Little attention has been given to failed and/or poorly performing EST-SSR primers due to the difficulty (time and cost) in addressing the unknown causes on a primer-by-primer basis and the lack of interest (i.e., lack of value) in reporting them. The success of an EST-SSR primer depends on the amplification process and instrument-dependent detectability of the products. In other words, the failure of a primer can be caused by a failed amplification or a failed detection if amplification is successful. A recent sequence analysis of 340 failed and successful EST-SSR primers on a reference genome revealed several genomic factors affecting the primer performance and polymorphism in the studied genomes. The main causes of failed primers are due to first the forward and reverse primers being positioned too far into the target genome to form the expected amplicons due to sequencing/assembly errors in EST contigs or in the reference genome; second, introns being too long to allow the genomic amplicon to be detectable (and/or reliably amplified); third, multiple full and partial primer alignments likely caused by paralogs; and fourth, failed full alignment of contig-derived primer sequences containing discrepant nucleotides (Chen et al. 2014). Therefore, based on their alignment on a reference genome, primers can be effectively distinguished and assigned into different reliability categories; meanwhile, their distribution in the genome is also determined. The information provides clear guidance for selection of well-distributed primers from only highly reliable categories and of either genome-wide or localized interest.
Different types of DNA markers have been used to study various aspects of peach (Prunus persica L. Stokes) and other Prunus species. RAPDs were used for genetic linkage mapping (Warburton et al. 1996), AFLPs were used for the diagnosis and mapping of peach tree short life (PTSL) syndrome (Blenda et al. 2006, 2007), SSRs were used for genome and trait mapping (Bliss et al. 2002; Howad et al. 2005; Ogundiwin et al. 2009; Lambert and Pascal 2011), and a 9k SNP array developed that has potential for many marker applications (Verde et al. 2012). Since the first set of peach SSRs was developed (Cipriani et al. 1999), the number of SSRs on peach genetic maps ranges from 4 (Bliss et al. 2002), to 21 (Lambert et al. 2004), and to 264 collected from various sources (including EST-SSRs) and mapped by bin mapping with an almond × peach F2 population (Howad et al. 2005). Increasing Prunus ESTs available in the Genome Database for Rosaceae (GDR) allows identification of substantially more EST-SSRs (Jung et al. 2004, 2008, 2014). However, without further genome-wide characterization of these EST-SSR primers, it would be impossible to optimally select core sets of primers with optimal distribution, reliability, and polymorphism. In this study, Prunus EST-SSR primers were mined and aligned onto the peach reference genome (International Peach Genome et al. 2013) to determine their genome distribution, to predict genomic amplicon sizes, and to characterize the genomic features in these amplicons. Following these results, a core set of primers with optimal distribution, reliability, and polymorphism were selected as candidates for potential use in various marker applications in peach and other Prunus species.
Materials and methods
Prunus ESTs and varieties
A total of 118,965 unique Prunus ESTs were retrieved from the GDR. Peach had the most ESTs (81,200), with the remainder from apricot (Prunus armeniaca L.), sweet cherry (Prunus avium L.), and eight other species or biotypes of Prunus (Electronic Supplementary Material [ESM] Table 1). The FASTA header of each sequence was simplified to its accession ID that was further added a unique two-letter prefix derived from species names to track the genotype source. Four peach cultivars of different origin and characteristics (Okie 1998), “Chinese Cling,” “Blazeprince,” “Helen Borchers,” and “Heath Cling,” were used to screen the selected microsatellites. Genomic DNAs were isolated from 5-g tender, young leaves using a CTAB protocol slightly modified from the method previously described (Doyle and Doyle 1987).

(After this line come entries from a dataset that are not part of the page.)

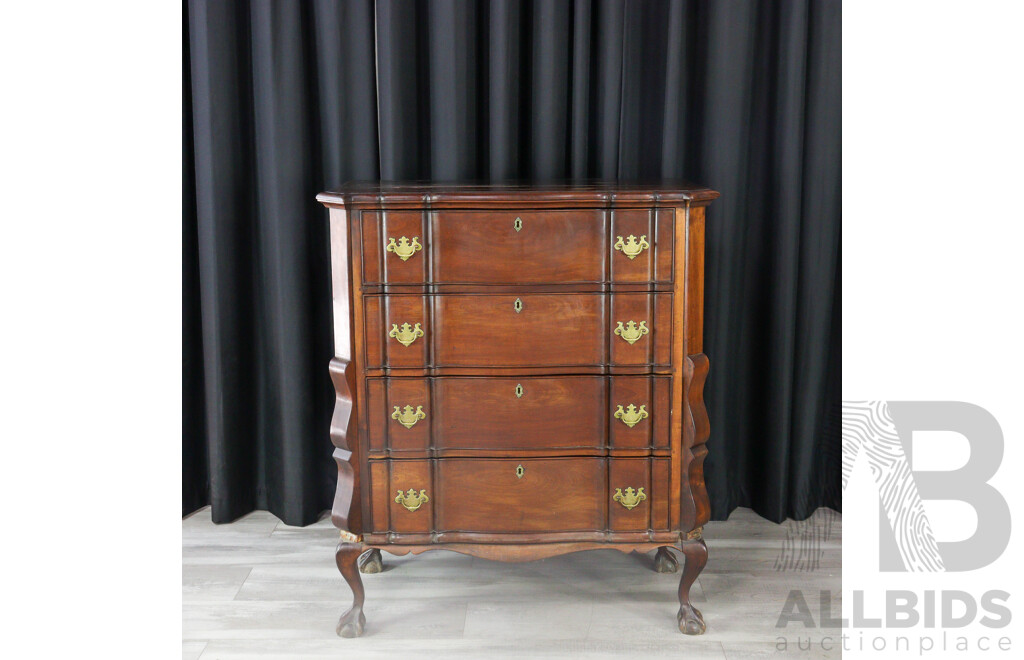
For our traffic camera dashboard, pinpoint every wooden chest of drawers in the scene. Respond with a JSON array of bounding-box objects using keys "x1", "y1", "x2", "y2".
[{"x1": 317, "y1": 182, "x2": 718, "y2": 636}]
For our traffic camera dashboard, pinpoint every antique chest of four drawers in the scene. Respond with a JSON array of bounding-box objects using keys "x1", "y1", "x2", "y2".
[{"x1": 317, "y1": 182, "x2": 718, "y2": 636}]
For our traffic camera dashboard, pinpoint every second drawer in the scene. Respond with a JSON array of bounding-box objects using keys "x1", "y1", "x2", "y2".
[{"x1": 366, "y1": 376, "x2": 672, "y2": 457}]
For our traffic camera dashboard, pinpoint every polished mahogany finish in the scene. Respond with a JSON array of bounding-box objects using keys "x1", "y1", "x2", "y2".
[{"x1": 317, "y1": 182, "x2": 718, "y2": 636}]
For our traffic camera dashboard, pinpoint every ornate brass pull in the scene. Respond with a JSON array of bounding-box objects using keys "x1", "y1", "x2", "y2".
[
  {"x1": 387, "y1": 323, "x2": 423, "y2": 346},
  {"x1": 391, "y1": 405, "x2": 423, "y2": 429},
  {"x1": 387, "y1": 236, "x2": 421, "y2": 261},
  {"x1": 614, "y1": 403, "x2": 647, "y2": 429},
  {"x1": 394, "y1": 488, "x2": 430, "y2": 511},
  {"x1": 615, "y1": 321, "x2": 650, "y2": 344},
  {"x1": 610, "y1": 486, "x2": 647, "y2": 509},
  {"x1": 614, "y1": 234, "x2": 650, "y2": 260}
]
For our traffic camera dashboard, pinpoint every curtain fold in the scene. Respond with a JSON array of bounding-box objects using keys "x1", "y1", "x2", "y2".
[{"x1": 182, "y1": 0, "x2": 841, "y2": 525}]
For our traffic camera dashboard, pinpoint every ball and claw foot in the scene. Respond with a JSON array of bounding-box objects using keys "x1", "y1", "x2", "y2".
[
  {"x1": 676, "y1": 605, "x2": 708, "y2": 634},
  {"x1": 335, "y1": 607, "x2": 367, "y2": 637},
  {"x1": 335, "y1": 537, "x2": 367, "y2": 637},
  {"x1": 676, "y1": 531, "x2": 708, "y2": 634},
  {"x1": 359, "y1": 547, "x2": 384, "y2": 575},
  {"x1": 654, "y1": 547, "x2": 679, "y2": 573}
]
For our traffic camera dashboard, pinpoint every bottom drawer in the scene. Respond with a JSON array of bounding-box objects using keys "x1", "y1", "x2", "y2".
[
  {"x1": 435, "y1": 458, "x2": 607, "y2": 533},
  {"x1": 370, "y1": 457, "x2": 671, "y2": 540}
]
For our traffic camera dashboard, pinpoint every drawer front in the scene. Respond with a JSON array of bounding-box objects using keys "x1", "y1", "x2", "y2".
[
  {"x1": 364, "y1": 293, "x2": 672, "y2": 368},
  {"x1": 370, "y1": 457, "x2": 677, "y2": 538},
  {"x1": 360, "y1": 209, "x2": 675, "y2": 285},
  {"x1": 435, "y1": 458, "x2": 607, "y2": 533},
  {"x1": 367, "y1": 376, "x2": 672, "y2": 457}
]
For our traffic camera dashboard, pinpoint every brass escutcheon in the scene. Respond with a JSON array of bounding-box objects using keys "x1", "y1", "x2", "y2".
[
  {"x1": 614, "y1": 234, "x2": 650, "y2": 260},
  {"x1": 391, "y1": 405, "x2": 427, "y2": 429},
  {"x1": 611, "y1": 486, "x2": 647, "y2": 509},
  {"x1": 394, "y1": 488, "x2": 430, "y2": 511},
  {"x1": 614, "y1": 403, "x2": 647, "y2": 429},
  {"x1": 387, "y1": 323, "x2": 425, "y2": 346},
  {"x1": 615, "y1": 321, "x2": 650, "y2": 344},
  {"x1": 387, "y1": 236, "x2": 423, "y2": 261}
]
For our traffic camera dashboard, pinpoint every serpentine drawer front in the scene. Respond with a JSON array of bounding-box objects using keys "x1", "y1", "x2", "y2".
[
  {"x1": 367, "y1": 376, "x2": 672, "y2": 458},
  {"x1": 366, "y1": 457, "x2": 678, "y2": 543},
  {"x1": 317, "y1": 182, "x2": 718, "y2": 636},
  {"x1": 359, "y1": 209, "x2": 675, "y2": 284},
  {"x1": 364, "y1": 292, "x2": 673, "y2": 371}
]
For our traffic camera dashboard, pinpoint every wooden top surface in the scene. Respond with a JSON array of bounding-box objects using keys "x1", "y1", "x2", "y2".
[{"x1": 316, "y1": 180, "x2": 718, "y2": 208}]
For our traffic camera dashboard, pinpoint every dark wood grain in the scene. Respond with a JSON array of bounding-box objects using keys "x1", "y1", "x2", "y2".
[
  {"x1": 437, "y1": 458, "x2": 607, "y2": 533},
  {"x1": 317, "y1": 181, "x2": 718, "y2": 635},
  {"x1": 432, "y1": 209, "x2": 606, "y2": 284},
  {"x1": 676, "y1": 538, "x2": 708, "y2": 634}
]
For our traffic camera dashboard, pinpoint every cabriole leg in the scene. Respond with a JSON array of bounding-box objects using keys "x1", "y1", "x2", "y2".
[
  {"x1": 359, "y1": 547, "x2": 384, "y2": 575},
  {"x1": 335, "y1": 541, "x2": 367, "y2": 637},
  {"x1": 676, "y1": 533, "x2": 708, "y2": 634}
]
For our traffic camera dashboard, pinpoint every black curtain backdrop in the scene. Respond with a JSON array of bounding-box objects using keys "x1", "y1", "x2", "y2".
[{"x1": 182, "y1": 0, "x2": 841, "y2": 525}]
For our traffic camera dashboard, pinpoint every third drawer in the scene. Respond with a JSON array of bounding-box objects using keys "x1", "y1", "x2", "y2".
[{"x1": 366, "y1": 376, "x2": 672, "y2": 457}]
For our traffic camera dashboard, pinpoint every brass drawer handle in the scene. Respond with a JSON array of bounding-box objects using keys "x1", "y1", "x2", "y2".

Bioinformatics of EST-SSR mining and primer modeling
Bioinformatics programs were installed in Linux CentOS. All the sequences were combined into a single file and assembled under 95 % similarity using CAP3 (Huang and Madan 1999). All contigs and singlets were used for microsatellite motif identification using misa (Thiel et al. 2003) with primer design achieved using Primer3 (Rozen and Skaletsky 2000). The paired numbers representing microsatellite motif length and minimum repeat number in the misa configuration file were modified to 2-6 3-4 4-3 5-3 6-3 (the mono-type were excluded), and the maximum interval between any adjacent microsatellites remained 100 bp (Thiel et al. 2003). The primers were designed with an optimal length of 24 bp and with expected PCR products of 100–300 bp (Rozen and Skaletsky 2000). The primer result files were saved in a tab-delimited text file (ESM Table 2) and imported into MS Excel file for subsequent analysis and summary.
Primer sequence alignment with the peach reference genome
The peach reference genome sequence version 1.0 (International Peach Genome et al. 2013) was retrieved from the GDR (Jung et al. 2004, 2008, 2014) and formatted into a database by formatdb in BLAST (Altschul et al. 1997). The microsatellite primer sequences were formatted into FASTA format for BLASTN against the reference genome sequence. The BLAST cutoff e value was set at 9e-03 (0.009) that allowed any alignment of 19+ contiguous nucleotides or 22+ with only 1 discrepancy to be saved in the blast output file. Those primers with “no hits found” (NHF) at the cutoff e value were picked out to run BLAST without an e value restraint to determine any possible alignments on the reference genome and thus gain an additional assessment of these primers. The SSR primer sequences mapped in Prunus and available in the GDR were also formatted and included in the blast run. The aligned position information was used to avoid duplicated selection of primers flanking the same SSR motifs and loci, i.e., to ensure only selection of new EST-SSR primers at unmapped loci.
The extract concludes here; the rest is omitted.